The word "pundit" derives from the Sanskrit pandita, meaning scholar. It entered the American vernacular during the mid-1800s, but was first used in a political context in 1923, in reference to Walter Lippmann. Alterman considers that especially fitting since Lippmann figures as the prototype of the informed opinion-maker who "came to be viewed as almost a separate branch of government."
Alterman describes Lippmann's legacy against the backdrop of a new kind of journalism that emerged at the turn of the century. In 1896 Adolph S. Ochs began marketing The New York Times as a paper of impersonal, objective record, and not long thereafter newspapers across the nation followed suit. A new ethic of objectivity emerged which separated news and opinion, but at the expense of context. Consequently, it was left to the opinion-writers to interpret the news. In time, figures like Lippmann, Joseph Alsop and James Reston filled this void. Lippmann described political analysis as an "essential service" to citizens: it would do "what every sovereign citizen is supposed to do but has not the time or the interest to do for himself."
A new generation of pundits emerged during the late 1960s, following Lippmann's retirement. Figures like George Will, Rowland Evans and Robert Novak and John McLaughlin, symbolized a new kind of Washington insider who turned opinion and pseudo-expeprtise into fame and profit on television panel programs. Today these men represent, in Alterman's view, a band of highly visible, overcompensated political pontificators who both exemplify and are obsessed with Washington's insider political culture. By virtue of their access to television, as well as their adoption of television production values and their monopoly of opinion, pundits now exercise an influence out of all proportion to the shallow and bombastic quality of their discourse.
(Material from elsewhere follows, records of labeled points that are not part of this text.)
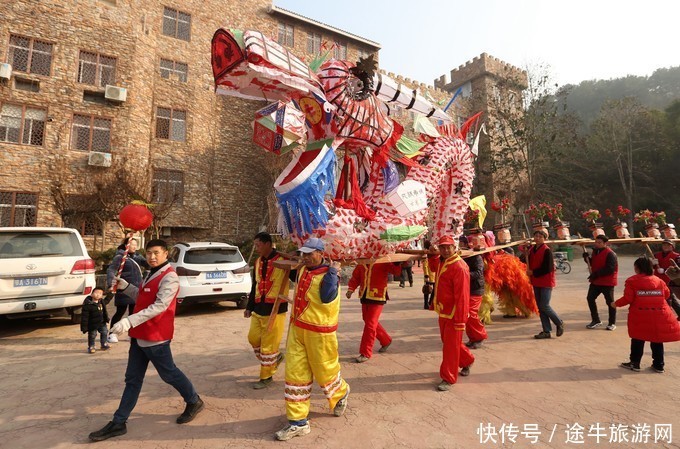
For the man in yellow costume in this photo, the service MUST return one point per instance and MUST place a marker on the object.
(268, 283)
(312, 347)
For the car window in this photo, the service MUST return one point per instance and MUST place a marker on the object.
(212, 255)
(16, 245)
(174, 255)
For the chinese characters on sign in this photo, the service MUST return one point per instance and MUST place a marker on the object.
(575, 433)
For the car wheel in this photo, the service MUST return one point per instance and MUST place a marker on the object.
(75, 314)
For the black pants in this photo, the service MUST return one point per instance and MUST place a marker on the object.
(673, 301)
(608, 293)
(637, 348)
(406, 272)
(120, 311)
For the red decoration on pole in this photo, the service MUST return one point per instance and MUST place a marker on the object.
(137, 217)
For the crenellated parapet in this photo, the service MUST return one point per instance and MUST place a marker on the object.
(479, 66)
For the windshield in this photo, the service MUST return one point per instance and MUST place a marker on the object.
(17, 245)
(213, 255)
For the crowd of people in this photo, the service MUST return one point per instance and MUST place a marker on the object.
(453, 289)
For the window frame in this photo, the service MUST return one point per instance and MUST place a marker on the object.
(311, 41)
(288, 34)
(22, 128)
(32, 40)
(171, 120)
(177, 22)
(98, 69)
(163, 175)
(91, 128)
(13, 204)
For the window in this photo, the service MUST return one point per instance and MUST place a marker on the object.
(168, 186)
(176, 24)
(18, 209)
(363, 53)
(340, 51)
(313, 43)
(171, 124)
(22, 124)
(88, 227)
(30, 55)
(90, 133)
(96, 69)
(172, 68)
(285, 36)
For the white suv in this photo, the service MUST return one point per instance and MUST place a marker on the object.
(211, 272)
(43, 271)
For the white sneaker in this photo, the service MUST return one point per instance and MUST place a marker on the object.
(291, 431)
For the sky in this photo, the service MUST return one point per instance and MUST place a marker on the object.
(578, 40)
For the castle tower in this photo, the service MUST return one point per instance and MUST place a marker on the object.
(489, 85)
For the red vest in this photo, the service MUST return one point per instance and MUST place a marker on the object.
(452, 291)
(597, 262)
(665, 263)
(161, 327)
(650, 318)
(372, 279)
(535, 262)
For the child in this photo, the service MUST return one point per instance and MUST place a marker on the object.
(94, 319)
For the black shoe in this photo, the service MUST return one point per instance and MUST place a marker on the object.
(630, 366)
(190, 412)
(108, 431)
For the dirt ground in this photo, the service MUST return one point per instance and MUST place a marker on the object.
(521, 393)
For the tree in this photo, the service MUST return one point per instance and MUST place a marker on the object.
(626, 141)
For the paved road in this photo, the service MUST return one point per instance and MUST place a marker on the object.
(53, 393)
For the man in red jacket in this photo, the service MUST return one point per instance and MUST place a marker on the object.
(371, 280)
(541, 272)
(649, 317)
(664, 260)
(604, 270)
(451, 301)
(151, 327)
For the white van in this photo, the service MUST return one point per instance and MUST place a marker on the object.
(43, 271)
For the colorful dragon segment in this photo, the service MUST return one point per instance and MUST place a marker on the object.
(367, 210)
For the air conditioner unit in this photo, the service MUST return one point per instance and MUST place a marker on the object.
(99, 159)
(115, 93)
(5, 71)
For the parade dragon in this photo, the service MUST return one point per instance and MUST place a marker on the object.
(354, 180)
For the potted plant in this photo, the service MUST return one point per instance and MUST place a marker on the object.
(502, 229)
(621, 227)
(561, 227)
(591, 215)
(651, 227)
(667, 229)
(537, 214)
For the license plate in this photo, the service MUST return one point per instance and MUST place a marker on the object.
(30, 282)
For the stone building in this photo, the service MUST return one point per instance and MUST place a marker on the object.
(495, 88)
(71, 147)
(62, 132)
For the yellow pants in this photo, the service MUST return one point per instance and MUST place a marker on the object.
(311, 355)
(266, 344)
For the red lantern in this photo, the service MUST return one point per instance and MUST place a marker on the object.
(137, 217)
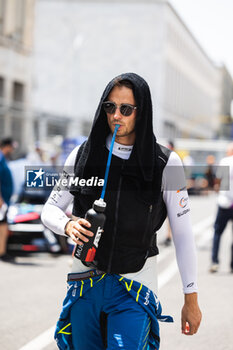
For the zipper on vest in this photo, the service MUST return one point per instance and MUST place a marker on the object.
(115, 225)
(147, 223)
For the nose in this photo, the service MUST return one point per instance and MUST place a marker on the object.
(117, 114)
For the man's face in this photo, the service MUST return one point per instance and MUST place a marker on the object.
(126, 132)
(7, 150)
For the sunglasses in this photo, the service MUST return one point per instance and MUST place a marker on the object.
(125, 108)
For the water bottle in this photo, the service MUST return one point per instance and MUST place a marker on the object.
(96, 217)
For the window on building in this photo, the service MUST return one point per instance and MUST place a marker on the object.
(19, 18)
(1, 87)
(2, 12)
(16, 129)
(18, 92)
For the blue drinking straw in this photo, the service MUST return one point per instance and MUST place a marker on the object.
(109, 162)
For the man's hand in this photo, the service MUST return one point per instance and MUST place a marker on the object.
(191, 315)
(77, 232)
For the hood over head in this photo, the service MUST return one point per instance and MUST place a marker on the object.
(144, 145)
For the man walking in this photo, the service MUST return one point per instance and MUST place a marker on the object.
(111, 304)
(6, 191)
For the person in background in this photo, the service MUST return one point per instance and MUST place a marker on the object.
(6, 191)
(224, 182)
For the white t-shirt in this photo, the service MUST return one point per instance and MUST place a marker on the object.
(177, 203)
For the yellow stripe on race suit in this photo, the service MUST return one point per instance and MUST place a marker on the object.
(138, 292)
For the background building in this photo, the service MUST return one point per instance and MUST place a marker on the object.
(89, 42)
(16, 36)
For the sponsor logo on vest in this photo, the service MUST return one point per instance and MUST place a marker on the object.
(183, 202)
(119, 340)
(79, 250)
(183, 212)
(97, 236)
(124, 149)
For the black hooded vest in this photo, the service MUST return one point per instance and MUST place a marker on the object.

Alterman sees a very clear connection between the decline in the standards of punditry and the decline of American political debate in general. "We lack the ability, as a nation, to conduct a simple, sensible, and civil conversation about the choices we face," he writes, and it is the debate among the pundits on TV, "rather than any semblance of a democratic one, that determines the parameters of political discourse in the nation today." Politicians, he argues, see themselves as answerable first and foremost to the punditocracy, then to the public, since the commentators always get the last word. This means, in effect, that the American people have become eclipsed from the dialogue, despite the well-documented fact that they consistently view issues in broader terms than political pundits. Alterman concludes that "we cannot begin to solve our problems unless we can first learn how to talk about them."